Reputation: 2866
I have a dataset with five columns.
Dataset:
Country Population Tourism Mean_Age Employed
Afghanistan 37172386 14000 17.3 Fulltime
Albania 2866376 5340000 36.2 Parttime
There are almost 1000 data like this where Employed
is a categorical column. I want to represent the Employed
column as a numerical column using one hot encoding.
My code is
from sklearn.preprocessing import OneHotEncoder
Employed_Status = data["Employed"]
encoder = OneHotEncoder()
encoder.fit(Employed_Status.values.reshape(-1, 1))
encoder.transform(Employed_Status.head().values.reshape(-1, 1)).todense()
Here data
is the name of my data frame.
When I try to see the dataset after executing above lines I got the previous data set.

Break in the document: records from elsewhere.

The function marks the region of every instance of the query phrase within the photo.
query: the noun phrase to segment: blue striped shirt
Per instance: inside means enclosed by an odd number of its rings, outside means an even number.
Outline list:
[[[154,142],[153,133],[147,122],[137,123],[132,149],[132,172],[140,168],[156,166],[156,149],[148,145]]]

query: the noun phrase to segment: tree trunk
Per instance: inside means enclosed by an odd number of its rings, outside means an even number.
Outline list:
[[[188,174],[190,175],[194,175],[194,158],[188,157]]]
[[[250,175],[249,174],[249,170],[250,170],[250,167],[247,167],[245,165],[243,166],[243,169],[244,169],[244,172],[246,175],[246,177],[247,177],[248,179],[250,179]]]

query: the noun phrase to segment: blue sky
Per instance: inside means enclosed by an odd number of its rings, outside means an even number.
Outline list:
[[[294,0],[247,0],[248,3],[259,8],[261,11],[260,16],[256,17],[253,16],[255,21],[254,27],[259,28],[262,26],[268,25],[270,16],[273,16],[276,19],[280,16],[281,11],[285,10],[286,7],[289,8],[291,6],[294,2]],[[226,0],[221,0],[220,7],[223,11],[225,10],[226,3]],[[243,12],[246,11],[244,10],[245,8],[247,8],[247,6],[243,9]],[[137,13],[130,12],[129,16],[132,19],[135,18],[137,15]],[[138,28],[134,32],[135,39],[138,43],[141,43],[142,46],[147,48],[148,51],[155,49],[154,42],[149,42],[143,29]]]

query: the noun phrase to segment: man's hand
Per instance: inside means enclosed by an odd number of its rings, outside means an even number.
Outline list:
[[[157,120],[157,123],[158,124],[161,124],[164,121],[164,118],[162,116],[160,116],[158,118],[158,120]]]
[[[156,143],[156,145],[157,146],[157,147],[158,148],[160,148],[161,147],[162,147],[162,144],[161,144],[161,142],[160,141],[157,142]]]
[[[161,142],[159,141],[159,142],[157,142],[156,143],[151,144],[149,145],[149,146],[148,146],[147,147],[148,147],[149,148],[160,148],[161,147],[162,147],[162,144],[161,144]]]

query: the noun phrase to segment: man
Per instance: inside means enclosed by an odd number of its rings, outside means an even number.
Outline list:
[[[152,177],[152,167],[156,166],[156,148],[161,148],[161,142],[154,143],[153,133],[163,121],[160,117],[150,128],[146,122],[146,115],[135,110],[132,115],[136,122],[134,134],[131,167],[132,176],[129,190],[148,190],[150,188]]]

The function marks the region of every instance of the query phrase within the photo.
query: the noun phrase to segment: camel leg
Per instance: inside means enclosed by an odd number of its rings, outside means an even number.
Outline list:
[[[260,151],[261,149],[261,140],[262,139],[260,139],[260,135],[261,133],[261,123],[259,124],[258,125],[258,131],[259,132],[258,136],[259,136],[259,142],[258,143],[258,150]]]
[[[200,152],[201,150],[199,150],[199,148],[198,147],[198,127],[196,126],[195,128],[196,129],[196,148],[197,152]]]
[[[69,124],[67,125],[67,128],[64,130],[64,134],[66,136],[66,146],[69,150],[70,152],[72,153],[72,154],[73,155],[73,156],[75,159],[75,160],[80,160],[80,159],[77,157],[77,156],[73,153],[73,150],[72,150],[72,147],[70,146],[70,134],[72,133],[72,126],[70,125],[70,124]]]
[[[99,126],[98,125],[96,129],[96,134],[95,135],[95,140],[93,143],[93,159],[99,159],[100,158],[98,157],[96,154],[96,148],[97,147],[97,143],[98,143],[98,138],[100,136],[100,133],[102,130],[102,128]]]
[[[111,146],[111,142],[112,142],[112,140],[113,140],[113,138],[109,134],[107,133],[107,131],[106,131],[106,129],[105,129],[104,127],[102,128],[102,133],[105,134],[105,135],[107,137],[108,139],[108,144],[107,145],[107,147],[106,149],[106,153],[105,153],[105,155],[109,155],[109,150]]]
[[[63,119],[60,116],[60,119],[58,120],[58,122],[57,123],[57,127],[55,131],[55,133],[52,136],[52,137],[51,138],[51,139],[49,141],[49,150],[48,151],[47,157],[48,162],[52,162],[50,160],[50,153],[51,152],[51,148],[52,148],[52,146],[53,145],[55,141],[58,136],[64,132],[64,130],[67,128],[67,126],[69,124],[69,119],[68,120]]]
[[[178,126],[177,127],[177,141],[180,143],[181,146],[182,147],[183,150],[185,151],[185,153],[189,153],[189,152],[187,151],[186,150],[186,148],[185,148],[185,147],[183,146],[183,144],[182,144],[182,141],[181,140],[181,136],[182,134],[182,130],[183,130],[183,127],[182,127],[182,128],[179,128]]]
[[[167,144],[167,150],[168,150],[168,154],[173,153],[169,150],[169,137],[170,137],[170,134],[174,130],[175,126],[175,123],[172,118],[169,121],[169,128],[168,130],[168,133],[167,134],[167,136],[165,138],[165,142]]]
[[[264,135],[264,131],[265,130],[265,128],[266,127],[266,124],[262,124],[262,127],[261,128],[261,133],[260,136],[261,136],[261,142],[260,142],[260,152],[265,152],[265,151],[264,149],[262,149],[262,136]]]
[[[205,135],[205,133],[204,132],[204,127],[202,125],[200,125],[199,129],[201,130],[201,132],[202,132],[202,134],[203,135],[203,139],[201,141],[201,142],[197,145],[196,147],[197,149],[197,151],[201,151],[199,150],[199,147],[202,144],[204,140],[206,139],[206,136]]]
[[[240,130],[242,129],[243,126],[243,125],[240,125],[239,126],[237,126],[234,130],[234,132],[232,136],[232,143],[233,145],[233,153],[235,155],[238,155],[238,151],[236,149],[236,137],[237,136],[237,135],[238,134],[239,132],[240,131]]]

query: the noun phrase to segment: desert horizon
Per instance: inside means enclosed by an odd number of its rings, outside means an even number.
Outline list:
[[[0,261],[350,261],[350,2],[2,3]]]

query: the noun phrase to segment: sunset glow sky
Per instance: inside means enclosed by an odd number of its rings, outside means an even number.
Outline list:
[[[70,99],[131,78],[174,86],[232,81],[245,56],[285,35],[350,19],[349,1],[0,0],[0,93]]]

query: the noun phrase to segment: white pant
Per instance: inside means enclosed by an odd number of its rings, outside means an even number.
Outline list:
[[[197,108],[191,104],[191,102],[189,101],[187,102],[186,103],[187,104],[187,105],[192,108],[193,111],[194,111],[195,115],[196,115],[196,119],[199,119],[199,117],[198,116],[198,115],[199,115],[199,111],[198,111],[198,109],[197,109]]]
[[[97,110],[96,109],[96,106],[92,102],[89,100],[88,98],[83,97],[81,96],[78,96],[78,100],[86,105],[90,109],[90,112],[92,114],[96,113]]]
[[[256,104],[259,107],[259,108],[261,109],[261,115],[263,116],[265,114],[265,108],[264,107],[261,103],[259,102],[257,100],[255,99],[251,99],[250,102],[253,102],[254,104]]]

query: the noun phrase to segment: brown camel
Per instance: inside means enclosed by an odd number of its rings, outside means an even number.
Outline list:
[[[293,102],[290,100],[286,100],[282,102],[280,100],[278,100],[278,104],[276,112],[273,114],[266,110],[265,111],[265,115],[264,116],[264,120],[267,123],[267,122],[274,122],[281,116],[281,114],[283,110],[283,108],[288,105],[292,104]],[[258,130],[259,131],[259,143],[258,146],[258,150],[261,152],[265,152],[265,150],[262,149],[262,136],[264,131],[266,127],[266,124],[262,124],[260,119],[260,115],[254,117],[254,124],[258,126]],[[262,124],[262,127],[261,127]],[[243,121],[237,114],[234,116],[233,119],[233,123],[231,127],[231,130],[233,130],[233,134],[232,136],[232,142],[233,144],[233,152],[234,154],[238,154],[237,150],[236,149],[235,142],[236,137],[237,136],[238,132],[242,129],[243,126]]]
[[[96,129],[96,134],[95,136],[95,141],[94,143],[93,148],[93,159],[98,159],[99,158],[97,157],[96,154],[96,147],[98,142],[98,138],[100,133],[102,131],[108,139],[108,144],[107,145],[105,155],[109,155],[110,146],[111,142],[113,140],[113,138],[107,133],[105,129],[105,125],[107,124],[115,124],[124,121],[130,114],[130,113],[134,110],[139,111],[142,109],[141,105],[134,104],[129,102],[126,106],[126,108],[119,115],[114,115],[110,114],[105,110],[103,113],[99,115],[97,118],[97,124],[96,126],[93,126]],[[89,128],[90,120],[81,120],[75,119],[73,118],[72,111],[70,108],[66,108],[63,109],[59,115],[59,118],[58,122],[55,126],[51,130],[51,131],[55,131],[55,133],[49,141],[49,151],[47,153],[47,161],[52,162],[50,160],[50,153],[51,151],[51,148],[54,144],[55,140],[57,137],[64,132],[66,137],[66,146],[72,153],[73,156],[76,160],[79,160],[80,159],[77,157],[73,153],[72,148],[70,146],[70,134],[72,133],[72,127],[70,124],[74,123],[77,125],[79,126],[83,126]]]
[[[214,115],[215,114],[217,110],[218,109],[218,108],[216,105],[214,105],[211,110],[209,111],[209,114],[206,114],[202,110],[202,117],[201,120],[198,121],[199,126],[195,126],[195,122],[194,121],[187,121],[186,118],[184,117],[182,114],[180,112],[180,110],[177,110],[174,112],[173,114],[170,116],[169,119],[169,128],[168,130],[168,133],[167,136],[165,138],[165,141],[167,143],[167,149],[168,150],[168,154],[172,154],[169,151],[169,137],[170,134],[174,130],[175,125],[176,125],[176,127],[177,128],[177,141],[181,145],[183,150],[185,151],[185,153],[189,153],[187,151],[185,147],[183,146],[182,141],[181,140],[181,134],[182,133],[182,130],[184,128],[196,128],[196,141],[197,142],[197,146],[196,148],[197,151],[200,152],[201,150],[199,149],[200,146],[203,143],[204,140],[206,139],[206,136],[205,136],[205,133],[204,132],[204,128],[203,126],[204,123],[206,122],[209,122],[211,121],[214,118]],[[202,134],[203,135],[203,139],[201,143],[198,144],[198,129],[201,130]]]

However, I thought I would get something like that
Country Population Tourism Mean_Age Employed
Afghanistan 37172386 14000 17.3 1
Albania 2866376 5340000 36.2 0
As I have applied one hot encoding on Employed
column.
Can any one tell me why I got the same result and not the desired one?
Upvotes: 0
Views: 927
Reputation: 758
You're not saving the output.
out = encoder.transform(...).todense()
data['employed'] = out
It may take some wrangling to get the datasets to go together. I have found pd.concat(numerical_in, categorical_encoded_in, axis=1)
is needed in the past but you might simply find it works once you save the dense output.
Upvotes: 0
Reputation: 1103
You can do something like this:
data['Employed'] = data['Employed'].replace('Fulltime',1).replace('Parttime',0)
Upvotes: 1